Petitioners argue that the reverse amortization method did not create a substantial distortion of income because, over the life of the note, all of the interest income would eventually be reported. However, section 6621(c)(3)(A)(iv) refers to a "substantial distortion of income for any period". Emphasis added. Moreover, accounting methods are intended to reflect correctly income earned during the annual accounting period. See Burnet v. Sanford & Brooks Co., 282 U.S. 359 (1931).
Petitioners also argue that, because petitioner did not decide that the partnership should adopt the reverse amortization method of reporting interest income and merely accepted and reported petitioner's share as reported to petitioner by Penndade, *450 petitioners should not be subject to the section 6621(c) increased interest. Petitioners contend that the facts here are distinguishable from those in Prabel v. Commissioner, 91 T.C. 1101">91 T.C. 1101 (1988), affd. 882 F.2d 820">882 F.2d 820 (3d Cir. 1989), where we held that a partnership's calculation of interest deductions by use of the "Rule-of-78's" was an accounting method that resulted in a substantial distortion of income under section 301.6621-2T A-3(3), Temporary Proced. & Admin. Regs., supra. Petitioners contend that, in Prabel, the taxpayer, himself, decided that the partnership should adopt the Rule-of-78's for calculating interest deductions and that the transaction at issue there was between related parties, without arm's-length negotiations.
Although in Prabel the transaction at issue was between related parties and not the result of arm's-length negotiations, the facts found in the opinion do not indicate that the taxpayer, a limited partner, made the decision that the partnership should adopt the Rule-of-78's to compute interest deductions. They do indicate that, when the taxpayer acquired a 3.7485 percentage interest*451 in the partnership, the private placement memorandum soliciting investments disclosed the risks associated with the partnership's use of the Rule-of-78's method of accruing interest for tax purposes.
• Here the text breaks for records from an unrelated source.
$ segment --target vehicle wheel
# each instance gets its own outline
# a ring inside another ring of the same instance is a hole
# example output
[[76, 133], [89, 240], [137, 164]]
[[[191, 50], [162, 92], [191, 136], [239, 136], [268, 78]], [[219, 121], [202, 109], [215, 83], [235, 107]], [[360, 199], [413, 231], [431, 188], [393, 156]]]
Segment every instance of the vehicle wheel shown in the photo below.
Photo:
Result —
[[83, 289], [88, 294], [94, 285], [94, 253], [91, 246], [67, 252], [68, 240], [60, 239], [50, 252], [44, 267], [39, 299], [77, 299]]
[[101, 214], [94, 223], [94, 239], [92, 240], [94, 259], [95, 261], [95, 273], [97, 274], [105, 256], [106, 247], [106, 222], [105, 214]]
In any event, regardless of whether petitioner was personally responsible for Penndade's use of the reverse amortization method, it is he, as a limited partner, who must bear the consequences of the use of such method. See Dixon v. United States, 73 AFTR 2d 94-345, 93-2 USTC par. 50,660 (S.D.Ind., Nov. 1, 1993).
Finally, petitioners contend that section 6621(c)(3)(A) and (B) requires the notice of deficiency to identify specifically what type of tax-motivated transaction is applicable and that the notice of deficiency that was issued by respondent did not do so here. Petitioners' argument is without merit.
Section 6621(c)(3)(A) and (B) defines what transactions are "tax motivated transactions" for purposes of the increased interest provision and contains no requirements with respect to the statutory notice of deficiency. Respondent, in the notice of deficiency that was sent to petitioners, made it clear that the entire underpayment *452 of tax for 1985 was a substantial underpayment of tax attributable to a tax-motivated transaction under section 6621(c) and, thus, provided adequate notice to petitioners.
Accordingly, we hold that petitioners are liable for the increased interest under section 6621(c).
Decision will be entered for respondent.